How are the execution of the threads actually scheduled?

You know that the SM processes 4 warps at the same time.

Warp vs. block scheduling? https://stackoverflow.com/questions/64624793/warp-and-block-scheduling-in-cuda-what-exactly-happens-and-questions-about-el

4 ways of doing thread scheduling:

  1. Load sharing: Processes are not assigned to a particular processor
  2. Gang scheduling: A set of related threads is scheduled to run on a set of processors at the same time
  3. Dedicated processor assignment: Threads are assigned to specific processor
  4. Dynamic scheduling: Number of threads in a process can be altered during the course of execution

Each processor has a queue.

1. Load Sharing

What is the difference between load sharing and Load Balancing?

Load sharing does not take the server’s current load or capacity into account when distributing traffic.

In load sharing, there is a global queue, where processors picks processes from this queue. The load is distributed evenly across the processors.

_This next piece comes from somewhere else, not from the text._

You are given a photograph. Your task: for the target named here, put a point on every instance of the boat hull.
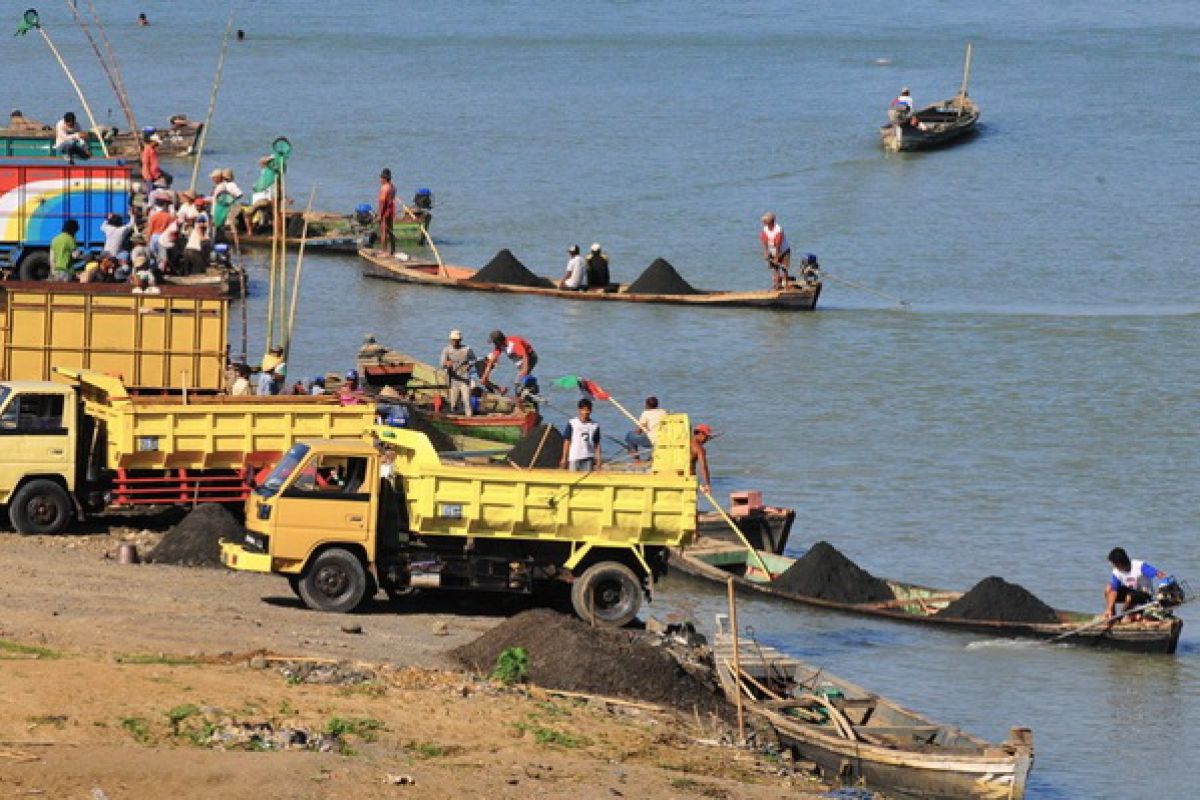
(383, 265)
(718, 563)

Advantages of Load Sharing

Advantages:

  • No processor is left idle while there are processes available.
  • No centralized scheduler required
  • Transparent for the developer

  • This seems like good
  • Race condition, multiple processes extracting from the queue, so synchronization might end up being a bottleneck (imagine when you have dozens of cores)
  • You always get a cache miss if it switches to another core

Disadvantages

Disadvantages of Load Sharing

  • Central queue needs mutual exclusion
  • Preemptive threads are unlikely to resume execution on the same processor (cache misses)
  • If all threads are in the global queue, all threads of a program will not gain access to the processors at the same time

2. Dedicated Processor Assignment

Dedicate thread groups to processors until application completes

There is no Multiprogramming! This looks bad, extremely wasteful. However: Look at the scenario where you have 1000 processor cores. There is Zero overhead.

3. Gang Scheduling

Group Scheduling

The concept of scheduling a set of processes simultaneously on a set of processors predates the use of threads. [JONE80] refers to the concept as group scheduling.

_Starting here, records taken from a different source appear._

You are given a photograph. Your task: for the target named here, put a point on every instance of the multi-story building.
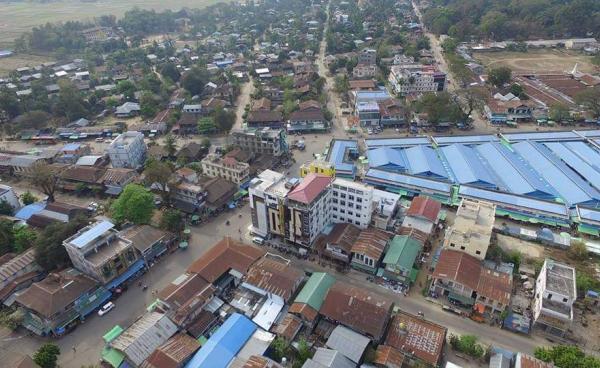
(406, 80)
(555, 293)
(261, 141)
(351, 202)
(127, 150)
(228, 168)
(307, 210)
(99, 251)
(472, 229)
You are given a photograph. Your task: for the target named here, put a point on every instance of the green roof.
(315, 290)
(112, 357)
(403, 252)
(112, 334)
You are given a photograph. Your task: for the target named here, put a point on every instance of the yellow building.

This approach has the following performance benefits:

  • If processes in the group are related or coordinated in some fashion, synchronization blocking may be reduced, less process switching may be necessary, and performance will increase
  • A single scheduling decision affects a number of processors and processes at one time, reducing scheduling overhead

Threads often need to synchronize with each other. Therefore, the idea is to run multiple threads to together by simultaneous scheduling of threads that make up a single process.

Success

This is useful for applications where performance severely degrades when any part of the application is not running

Disadvantages

4. Dynamic Scheduling

Number of threads in a process are altered dynamically by the application. Requires a layer of indirection which maps computation tasks to threads.